Ma Piero Capello, presidente dello Sport Rally Team, che cura l’organizzazione dell’evento, ci tiene a mettere alcuni puntini sulle i: “Innanzitutto non si tratta di un rally, ma di un test, quindi usare la parola rally, come è stato fatto, è improprio”, così esordisce Capello, che poi spiega perché trova ingiustificato l’attacco: “Ritengo che non si stia facendo nulla di grave. Non mi sento in colpa se una mia passione è organizzare manifestazioni motoristiche, ho la licenza federale da 35 anni e se andiamo a fare qualcosa in un posto è perché qualcuno ci ha dato la disponibilità. Non c’è cronometraggio, la strada viene chiusa per sicurezza, ma si può fermare tutto in qualsiasi momento se qualcuno dei residenti ha delle esigenze. Noi ascoltiamo la gente, come facciamo sempre, altrimenti non organizzeremmo da 35 anni una manifestazione come il Rally delle Valli Cuneesi.
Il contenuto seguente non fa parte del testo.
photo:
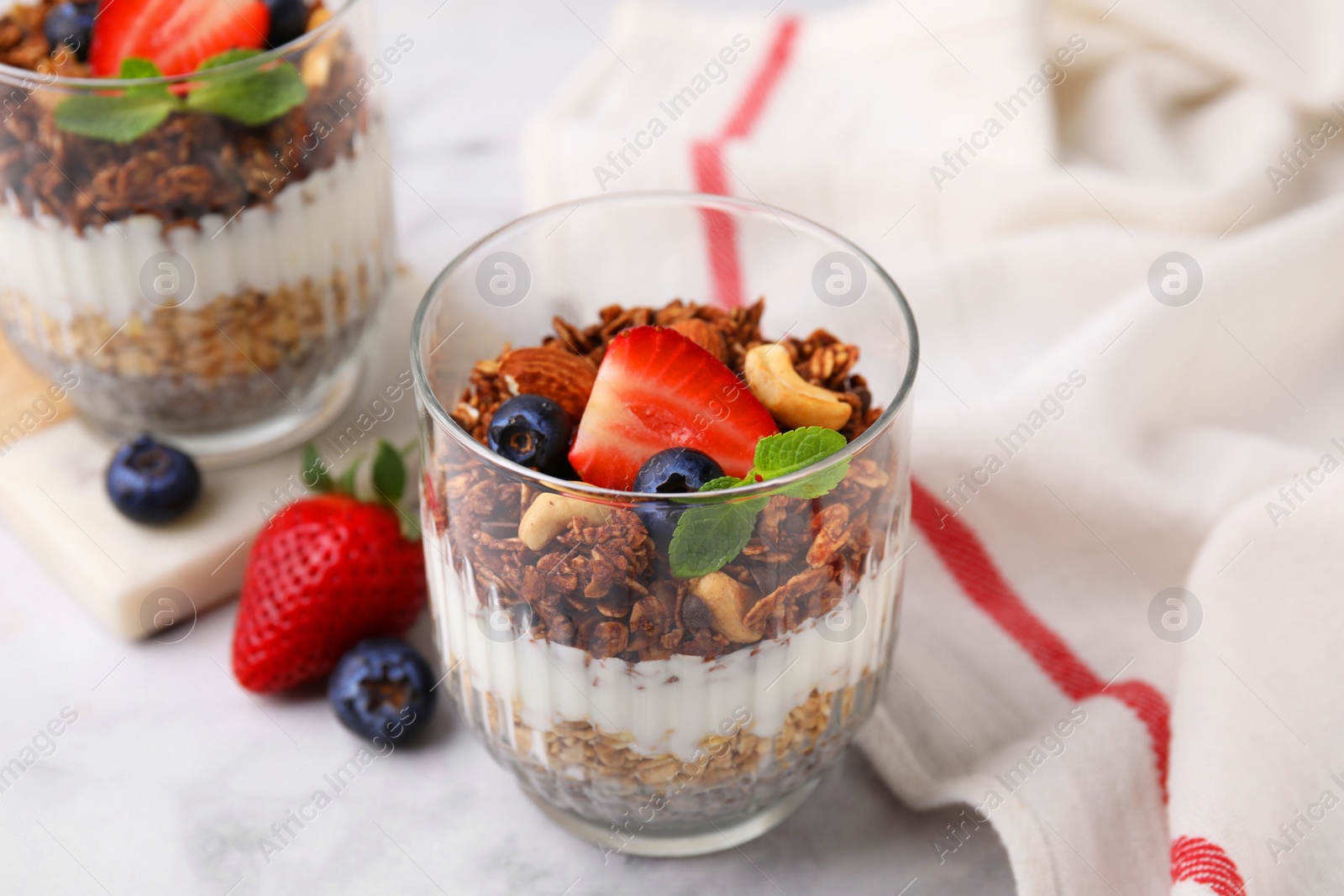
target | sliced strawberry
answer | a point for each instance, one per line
(176, 35)
(121, 27)
(658, 390)
(203, 29)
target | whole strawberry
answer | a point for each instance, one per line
(324, 574)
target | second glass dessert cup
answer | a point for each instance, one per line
(206, 280)
(586, 667)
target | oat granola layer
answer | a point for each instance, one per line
(604, 680)
(605, 775)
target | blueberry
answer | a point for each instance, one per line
(288, 20)
(669, 472)
(382, 689)
(71, 24)
(152, 483)
(531, 430)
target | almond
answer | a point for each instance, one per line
(705, 335)
(566, 379)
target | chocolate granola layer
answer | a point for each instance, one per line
(192, 165)
(605, 587)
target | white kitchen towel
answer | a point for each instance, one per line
(1119, 228)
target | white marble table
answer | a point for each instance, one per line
(170, 775)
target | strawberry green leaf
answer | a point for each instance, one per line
(790, 452)
(316, 474)
(346, 484)
(389, 473)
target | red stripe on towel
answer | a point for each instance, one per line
(711, 174)
(961, 551)
(1196, 860)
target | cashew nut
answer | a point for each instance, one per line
(727, 600)
(550, 515)
(790, 398)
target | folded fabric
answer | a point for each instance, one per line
(1117, 228)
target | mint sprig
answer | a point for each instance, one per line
(387, 476)
(120, 118)
(709, 537)
(250, 97)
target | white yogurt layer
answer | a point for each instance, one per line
(333, 222)
(667, 705)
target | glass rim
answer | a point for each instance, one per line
(30, 80)
(578, 488)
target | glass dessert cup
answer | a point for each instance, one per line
(585, 665)
(207, 281)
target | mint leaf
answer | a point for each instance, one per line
(710, 535)
(722, 483)
(252, 97)
(120, 118)
(817, 484)
(790, 452)
(315, 472)
(389, 473)
(228, 58)
(136, 69)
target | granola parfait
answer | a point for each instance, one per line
(664, 527)
(195, 208)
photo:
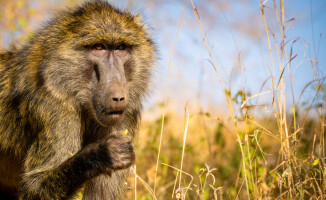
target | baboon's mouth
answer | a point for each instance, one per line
(112, 112)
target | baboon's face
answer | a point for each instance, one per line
(108, 77)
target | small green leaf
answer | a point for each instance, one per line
(125, 133)
(316, 162)
(22, 22)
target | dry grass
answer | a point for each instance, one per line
(278, 156)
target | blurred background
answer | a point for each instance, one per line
(238, 97)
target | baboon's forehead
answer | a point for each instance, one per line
(100, 21)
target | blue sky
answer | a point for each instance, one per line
(231, 28)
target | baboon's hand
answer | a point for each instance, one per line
(120, 151)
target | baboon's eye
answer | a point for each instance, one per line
(121, 46)
(99, 46)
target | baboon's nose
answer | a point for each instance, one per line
(117, 98)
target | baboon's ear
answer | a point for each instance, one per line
(139, 19)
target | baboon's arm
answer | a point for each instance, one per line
(56, 166)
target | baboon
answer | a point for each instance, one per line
(66, 97)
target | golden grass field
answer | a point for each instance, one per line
(233, 154)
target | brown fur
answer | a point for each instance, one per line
(51, 144)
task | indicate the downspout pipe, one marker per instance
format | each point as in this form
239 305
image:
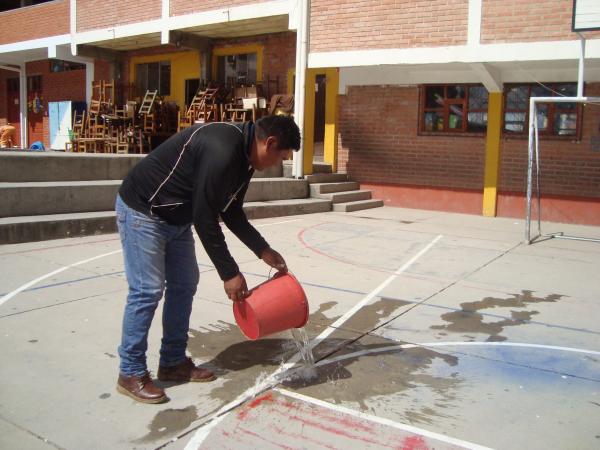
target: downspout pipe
300 85
581 65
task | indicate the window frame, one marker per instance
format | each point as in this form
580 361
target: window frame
445 111
160 82
548 133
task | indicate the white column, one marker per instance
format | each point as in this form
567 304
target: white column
89 77
23 106
474 23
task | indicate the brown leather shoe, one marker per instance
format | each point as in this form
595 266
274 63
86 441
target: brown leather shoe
185 371
141 389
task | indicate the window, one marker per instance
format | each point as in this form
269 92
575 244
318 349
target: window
12 85
454 108
554 119
154 76
233 70
34 83
58 65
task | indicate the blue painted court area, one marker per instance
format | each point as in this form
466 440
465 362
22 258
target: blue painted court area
430 330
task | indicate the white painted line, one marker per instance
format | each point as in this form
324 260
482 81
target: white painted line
451 344
382 420
331 328
48 275
62 269
276 223
273 379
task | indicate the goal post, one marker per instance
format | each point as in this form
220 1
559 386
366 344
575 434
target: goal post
533 165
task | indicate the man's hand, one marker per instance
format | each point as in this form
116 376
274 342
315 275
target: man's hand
274 259
236 288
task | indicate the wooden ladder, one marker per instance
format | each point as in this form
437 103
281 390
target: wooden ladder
146 106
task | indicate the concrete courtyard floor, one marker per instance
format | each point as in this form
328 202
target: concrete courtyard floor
432 330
E poi anche io sono ambientalista come loro“. Tra i punti messi in risalto da chi non vorrebbe i test a Santo Stefano Roero, c’è anche quello relativo ai pochi vantaggi economici che l’evento porterebbe al territorio, perché, si legge nella lettera scritta dall’associazione Canale Ecologica, “l’omaggio verso la cultura enogastronomica, sottinteso dai responsabili della manifestazione, si ferma alle parole, perché sceglie uno sbrigativo catering privato piuttosto che i nostri ristoranti”. “Ma quale catering, questa è una loro fantasia! – sbotta Capello -. La verità è quella domenica noi non facciamo solo rumore, come dicono loro, ma portiamo gente, oltre che dal Piemonte, anche da Liguria, Toscana, Veneto, Lombardia, Emilia, gente che dorme e mangia negli alberghi e nei ristoranti. Calcoliamo che quel giorno, se la giornata sarà bella, ci saranno come minimo 500 persone che verranno e che consumeranno. Altro che catering, noi diamo da lavorare alle strutture locali. Io 6 anni fa sono stato premiato dall’Associazione Albergatori per quello che ho fatto come sviluppo economico delle zone toccate dalle manifestazioni”.

 

E allora perché questo attacco? Il presidente dello Sport Rally Team ha le idee ben chiare: “Conoscendo le persone, non mi stupisce – dice -. Quando sanno che ci sono questi eventi sono contenti, perché hanno bisogno di visibilità, che altrimenti non possono avere. Io capisco tutto, siamo in democrazia e ognuno è libero di esprimere la propria opinione, ma non mi vengano a raccontare che con questo evento noi distruggiamo il territorio, il 28 febbraio. Abbiamo scelto questa data apposta per evitare di dare fastidio. Io queste persone le ho anche invitate più volte, ho chiesto un incontro ufficiale per prendere un caffè, discutere, confrontarci. Sarei anche disposto a smettere se vedessi che la bilancia pende dalla loro parte, ma non vengono mai quando li invito a discutere. Noi chiediamo solo un po’ di pazienza, nient’altro. Non chiediamo niente a nessuno, anzi, cerchiamo di portare qualcosa visto che diamo disturbo“.

 

Sulla stessa lunghezza d’onda il sindaco di Santo Stefano Roero, Renato Maiolo, piuttosto duro nel suo giudizio: “Ci fosse tutte le settimane un evento così nel nostro paese! – dice il primo cittadino – Sono sempre quei due o tre che non sanno cosa fare e allora fanno queste polemiche. Sono d’accordo con Capello, quello che dice corrisponde a realtà. E’ un evento che tra le altre cose porta vantaggi ai nostri ristoratori. Inquinamento? Mi viene da ridere, loro guardano all’inquinamento di 4 macchine che passano, ma ci sono altre cose che inquinano tutti i giorni e di cui non si parla mai. Al posto di criticare, che si interessassero e si dessero da fare per portare avanti iniziative in paese“.